# Data

To fetch the data we created a repository that housed a script that fetches the data.<br>
The link to the repository can be found here : <br>
https://github.com/sirandreww/operate_first_prometheus_data.git

We have added more information about what data is being fetched and how in that repository.
The main point being that the data we are pulling is:

## How Is Data Fetched?

1. Memory-usage data for each container using this Prometheus query `sum(container_memory_working_set_bytes{name!~".*prometheus.*", image!="", container!="POD", cluster="moc/smaug"}) by (container, pod, namespace, node)`.
   
2. CPU-usage data for each container using this Prometheus query `sum(rate(container_cpu_usage_seconds_total{name!~".*prometheus.*", image!="", container!="POD", cluster="moc/smaug"}[5m])) by (container, pod, namespace, node)`.
   
3. Memory-usage percentage data for each node using this Prometheus query `node_memory_Active_bytes/node_memory_MemTotal_bytes*100`.


## How Is The Data Processed After Fetching?
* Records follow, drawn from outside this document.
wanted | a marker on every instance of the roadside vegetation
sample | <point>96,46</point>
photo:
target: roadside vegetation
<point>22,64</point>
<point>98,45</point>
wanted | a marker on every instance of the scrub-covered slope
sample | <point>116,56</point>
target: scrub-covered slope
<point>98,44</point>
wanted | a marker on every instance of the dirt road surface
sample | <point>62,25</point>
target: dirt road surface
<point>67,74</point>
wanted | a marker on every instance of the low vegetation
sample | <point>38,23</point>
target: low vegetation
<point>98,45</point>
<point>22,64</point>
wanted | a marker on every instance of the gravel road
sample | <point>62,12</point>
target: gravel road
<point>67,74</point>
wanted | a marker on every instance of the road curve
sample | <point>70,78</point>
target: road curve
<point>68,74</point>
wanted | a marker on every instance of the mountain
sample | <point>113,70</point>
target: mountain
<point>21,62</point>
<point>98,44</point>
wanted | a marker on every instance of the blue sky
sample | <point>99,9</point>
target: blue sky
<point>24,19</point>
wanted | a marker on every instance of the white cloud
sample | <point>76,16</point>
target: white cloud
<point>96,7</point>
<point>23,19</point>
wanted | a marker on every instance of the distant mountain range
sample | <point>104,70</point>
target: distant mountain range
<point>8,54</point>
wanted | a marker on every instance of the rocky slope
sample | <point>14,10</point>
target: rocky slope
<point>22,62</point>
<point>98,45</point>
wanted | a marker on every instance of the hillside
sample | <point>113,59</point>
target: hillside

The data is then merged and turned into json files in that repository. We have created code here that takes those json files and imports them into custom datasets for our project. Let's take a look shall we!

In [2]:
import src.framework__data_set as ds

Getting the dataset for container memory data, for the cointainer bridge-marker.

In [3]:
dataset = ds.get_data_set(
    metric="container_mem",
    application_name="bridge-marker",
    path_to_data="./data/"
)

Now let's plot some samples in the data to get a visual on what we're looking at.

In [None]:
dataset.plot_dataset(number_of_samples=10)

As you can see the data for each application is split to many time series. Each one is continous and without any "interruptions" in the middle.
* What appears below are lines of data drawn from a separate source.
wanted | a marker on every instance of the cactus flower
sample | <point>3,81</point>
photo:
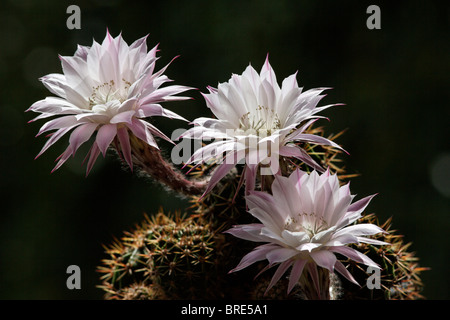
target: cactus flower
<point>256,122</point>
<point>308,219</point>
<point>106,89</point>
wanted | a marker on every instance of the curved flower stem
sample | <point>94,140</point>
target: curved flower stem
<point>150,160</point>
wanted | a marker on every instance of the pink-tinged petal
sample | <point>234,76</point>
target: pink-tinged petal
<point>250,178</point>
<point>128,105</point>
<point>312,270</point>
<point>362,229</point>
<point>124,140</point>
<point>93,155</point>
<point>296,273</point>
<point>280,255</point>
<point>151,110</point>
<point>249,232</point>
<point>82,52</point>
<point>342,240</point>
<point>220,172</point>
<point>266,211</point>
<point>58,123</point>
<point>63,158</point>
<point>324,259</point>
<point>140,130</point>
<point>55,106</point>
<point>354,255</point>
<point>105,136</point>
<point>371,241</point>
<point>300,130</point>
<point>54,138</point>
<point>360,205</point>
<point>257,254</point>
<point>55,83</point>
<point>124,117</point>
<point>81,134</point>
<point>315,139</point>
<point>155,131</point>
<point>278,274</point>
<point>339,267</point>
<point>299,153</point>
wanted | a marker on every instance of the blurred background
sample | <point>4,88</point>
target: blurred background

## What Applications Will We Consider?

As for the applications we're going to be learning on, let's take a look at the applications with the most data for each metric.
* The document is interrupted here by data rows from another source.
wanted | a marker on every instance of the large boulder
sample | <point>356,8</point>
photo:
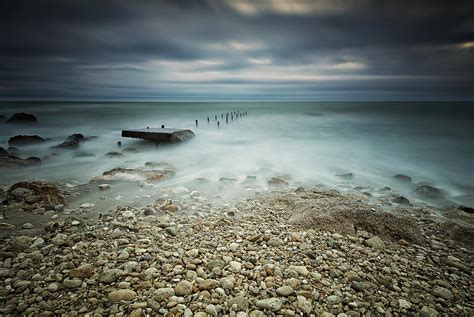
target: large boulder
<point>22,118</point>
<point>19,140</point>
<point>72,141</point>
First let's take a look at node memory usage data:

In [None]:
hist = ds.get_amount_of_data_per_application(
    metric="node_mem",
    path_to_data="./data/"
)
print(hist[:10])

We'll look at the following nodes:
1. moc/smaug
2. emea/balrog

Now let's take a look at container memory usage data:

In [None]:
hist = ds.get_amount_of_data_per_application(
    metric="container_mem",
    path_to_data="./data/"
)
print(hist[:10])

We'll look at the following applications:
1. nmstate-handler
2. coredns
3. keepalived

Now let's take a look at container cpu usage data:

In [None]:
hist = ds.get_amount_of_data_per_application(
    metric="container_cpu",
    path_to_data="./data/"
)
print(hist[:10])

We'll look at the following applications:
1. kube-rbac-proxy
2. dns
3. collector

## How Is Data Pre-Processed?

In [None]:
dataset = ds.get_data_set(
    metric="container_mem",
    application_name="kube-rbac-proxy",
    path_to_data="./data/"
)

Plot the data of this data set:

In [None]:
dataset.plot_dataset(number_of_samples=10)

As we can see, we have a sample for each minute, we can further subsample the data to get data that is easier to generalize. Here we change the dataset so it is has samples 5 minutes appart:

In [None]:
dataset.sub_sample_data(sub_sample_rate=5)

Dropping series that are shorter than 10 sample long (less than 5 * 10 minutes long)

In [None]:
print("Data set size before:", len(dataset))
dataset.filter_data_that_is_too_short(data_length_limit=10)
print("Data set size after:", len(dataset))

Let's plot again to see how the samples look now.

In [None]:
dataset.plot_dataset(number_of_samples=10)

The data is highly variable and is not scaled, let's scale it.

In [None]:
dataset.scale_data()

Let's plot again to see how the samples look now.

In [None]:
dataset.plot_dataset(number_of_samples=10)

Now we can split the data into train and test.

In [None]:
train, test = dataset.split_to_train_and_test(test_percentage=0.2)
print(f"Amount of train data is {len(train)}")
print(f"Amount of test data is {len(test)}")

This is the preprocessing that is done to the data each time we use it for trainning.